Да, девочкам свойственно придумывать. Не всем и не всегда. Одна из выпускниц этой школы рассказывает, как её два года преследовал молодой учитель, и когда она, наконец, обратилась к школьному психологу, тот сказал ей, что её долг, как женщины, заботиться об этом человеке, «потому что мы в ответе за тех, кого мы приручили». «Это меня тогда совершенно сломило, - пишет выпускница, - я никого не приручала, я боялась этого человека и слова психолога были переносом ответственности и обвинением ребёнка. Вообще насилия в стенах школы было много, никто не осознавал масштабов, хотя почти все дети его видели. Жаль что мы совсем не знали своих прав. Единственной защитой было предавать таким историям романтический флёр. Раньше я думала, что дело в 90-ых, а сейчас понимаю, что дело было в администрации, которая допускала такое поведение со стороны взрослых».
Всё-таки российский пейзаж в этом контексте удивителен. С одной стороны, в регионах процветает педофиломахия, возникают безумные травли и самые целомудренные педагоги чувствуют себя уязвимыми, боясь лишний раз дотронуться до ученика на уроке физкультуры. Обвинение в педофилии становятся по-настоящему модным и почти беспроигрышным, им шантажируют, добиваясь нужных оценок, - у нас теперь всё как у больших, всё как в цивилизациях. С другой стороны, в самом сердце московского элитного образования практики соблазнения школьниц – почти мейнстрим. Сейчас идёт кампания в защиту педагога и барда Юрия Устинова, недавно осуждённого за сексуальные преступления с подростками. Это было четвёртое уголовное дело, возбужденное против Устинова. Первые суды прошли ещё в советские годы, и Устинов гордо носил стигматы умученного карательной советской юстицией. Но секс-скандалы продолжались и в 90-ые, и в нулевые годы. Журналистов, осмелившихся написать о непотопляемом новаторе, подтравливали – со вкусом, с толком, с расстановкой. Сейчас в сети можно найти десятки признаний от общественных защитников выдающегося педагога: мы просто не верили своим глазам, говорят они, мы не хотели верить... А ещё говорят: мы не знали, что делать с этим знанием. Любое возмущение расценивалось бы как донос, то есть как социально чуждое действие. Ведь нет в интеллигентской среде греха страшнее доноса, и сломанные души детей, конечно же, бледны и невыразительны по сравнению со страхом прослыть доносчиком. Как будто не существует промежуточных вариантов действия. Печально, что в элитной московской среде не нашлось ни одного отца, который бы просто дал по морде совратителю своей дочери. По-моему, умение бить морду обидчикам своих детей есть, по сегодняшним временам, одна из главных интеллигентских добродетелей .

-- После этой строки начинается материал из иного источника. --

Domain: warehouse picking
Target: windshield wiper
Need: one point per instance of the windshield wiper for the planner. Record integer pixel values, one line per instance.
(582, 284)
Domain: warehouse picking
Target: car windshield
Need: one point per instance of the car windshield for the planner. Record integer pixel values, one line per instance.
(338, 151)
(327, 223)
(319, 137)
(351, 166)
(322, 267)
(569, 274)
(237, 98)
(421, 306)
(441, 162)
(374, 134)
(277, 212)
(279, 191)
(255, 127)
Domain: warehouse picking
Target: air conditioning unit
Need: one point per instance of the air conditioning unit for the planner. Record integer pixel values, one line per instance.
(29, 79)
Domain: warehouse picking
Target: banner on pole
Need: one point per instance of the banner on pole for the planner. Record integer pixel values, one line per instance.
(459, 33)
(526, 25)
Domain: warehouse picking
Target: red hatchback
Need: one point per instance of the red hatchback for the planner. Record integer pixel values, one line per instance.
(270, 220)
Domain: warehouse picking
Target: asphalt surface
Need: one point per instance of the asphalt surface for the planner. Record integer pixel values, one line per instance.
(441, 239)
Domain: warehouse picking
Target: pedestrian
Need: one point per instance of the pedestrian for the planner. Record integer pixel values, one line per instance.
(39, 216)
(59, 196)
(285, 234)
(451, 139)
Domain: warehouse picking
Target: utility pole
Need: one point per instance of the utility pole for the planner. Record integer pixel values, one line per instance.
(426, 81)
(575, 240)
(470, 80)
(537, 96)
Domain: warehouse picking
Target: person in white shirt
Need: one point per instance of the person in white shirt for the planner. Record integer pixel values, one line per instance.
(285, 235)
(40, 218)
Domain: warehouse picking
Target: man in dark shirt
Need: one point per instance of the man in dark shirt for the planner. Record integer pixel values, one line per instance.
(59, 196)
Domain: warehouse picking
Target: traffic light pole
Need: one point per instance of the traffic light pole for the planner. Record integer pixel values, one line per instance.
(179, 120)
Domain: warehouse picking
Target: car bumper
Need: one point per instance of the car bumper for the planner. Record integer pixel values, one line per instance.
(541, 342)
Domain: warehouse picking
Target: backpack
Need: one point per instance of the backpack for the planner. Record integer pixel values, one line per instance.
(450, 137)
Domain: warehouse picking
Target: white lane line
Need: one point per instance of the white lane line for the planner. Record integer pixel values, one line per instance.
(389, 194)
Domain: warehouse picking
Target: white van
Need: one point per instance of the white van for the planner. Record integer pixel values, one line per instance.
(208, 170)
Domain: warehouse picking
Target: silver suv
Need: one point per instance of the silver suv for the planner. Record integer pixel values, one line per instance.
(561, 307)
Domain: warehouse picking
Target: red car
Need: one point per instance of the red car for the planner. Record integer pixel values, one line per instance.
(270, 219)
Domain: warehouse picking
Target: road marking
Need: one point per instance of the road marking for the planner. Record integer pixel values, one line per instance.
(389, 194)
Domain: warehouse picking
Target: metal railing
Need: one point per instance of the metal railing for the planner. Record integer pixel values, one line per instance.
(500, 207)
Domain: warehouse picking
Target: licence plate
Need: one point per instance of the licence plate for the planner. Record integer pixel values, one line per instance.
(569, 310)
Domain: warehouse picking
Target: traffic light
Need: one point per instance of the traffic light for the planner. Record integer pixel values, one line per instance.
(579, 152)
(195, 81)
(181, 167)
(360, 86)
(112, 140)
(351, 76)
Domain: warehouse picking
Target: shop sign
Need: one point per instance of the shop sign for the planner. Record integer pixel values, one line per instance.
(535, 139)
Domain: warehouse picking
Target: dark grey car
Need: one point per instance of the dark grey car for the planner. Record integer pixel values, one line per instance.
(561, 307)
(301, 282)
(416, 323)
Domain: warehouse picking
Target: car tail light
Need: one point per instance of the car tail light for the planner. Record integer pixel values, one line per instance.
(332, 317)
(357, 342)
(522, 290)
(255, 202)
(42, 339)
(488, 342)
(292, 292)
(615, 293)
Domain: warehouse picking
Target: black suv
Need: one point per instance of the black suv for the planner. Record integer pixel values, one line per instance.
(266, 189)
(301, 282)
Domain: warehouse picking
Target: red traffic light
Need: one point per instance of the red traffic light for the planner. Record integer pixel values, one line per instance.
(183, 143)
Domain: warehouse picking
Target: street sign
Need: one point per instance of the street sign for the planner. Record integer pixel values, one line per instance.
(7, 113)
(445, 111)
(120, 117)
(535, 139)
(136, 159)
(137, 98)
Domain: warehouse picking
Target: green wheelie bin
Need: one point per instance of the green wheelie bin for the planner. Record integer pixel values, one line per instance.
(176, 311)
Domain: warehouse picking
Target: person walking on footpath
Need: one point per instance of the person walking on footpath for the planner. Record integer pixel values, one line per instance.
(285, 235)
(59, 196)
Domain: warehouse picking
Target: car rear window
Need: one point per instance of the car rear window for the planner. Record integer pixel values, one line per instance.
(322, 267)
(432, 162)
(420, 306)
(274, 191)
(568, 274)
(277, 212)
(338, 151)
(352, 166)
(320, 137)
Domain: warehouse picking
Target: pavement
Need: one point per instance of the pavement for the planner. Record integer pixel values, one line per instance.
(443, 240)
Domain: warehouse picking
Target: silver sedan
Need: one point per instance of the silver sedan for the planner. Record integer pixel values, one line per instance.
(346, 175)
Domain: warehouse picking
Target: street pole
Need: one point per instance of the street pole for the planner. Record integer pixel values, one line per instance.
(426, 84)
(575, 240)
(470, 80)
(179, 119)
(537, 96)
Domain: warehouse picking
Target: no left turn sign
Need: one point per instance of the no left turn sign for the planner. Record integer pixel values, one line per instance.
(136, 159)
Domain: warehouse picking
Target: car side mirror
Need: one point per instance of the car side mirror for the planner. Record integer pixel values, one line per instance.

Что более всего досадно в этой истории с московской школой? Низкое качество социального и морального капитала наших элит. С одной стороны, мы наполнены представлениями и принципами, а с другой оказывается, что они совершенно не применимы к тому, что происходит в родном сообществе и для проделок милого коллеги приходится сочинять новые определения. Кастовая культура всегда противоестественна - и всегда работает против жертвы. Недаром Папа Римский в июне этого года упростил процедуру отставки епископов, проявивших халатность в отношении случаев педофилии среди священнослужителей. Папа прописал вертикальную ответственность: отвечает тот, кто закрывает глаза на преступление. Может быть, и московскому образовательному епископату стоит вменить подобную ответственность?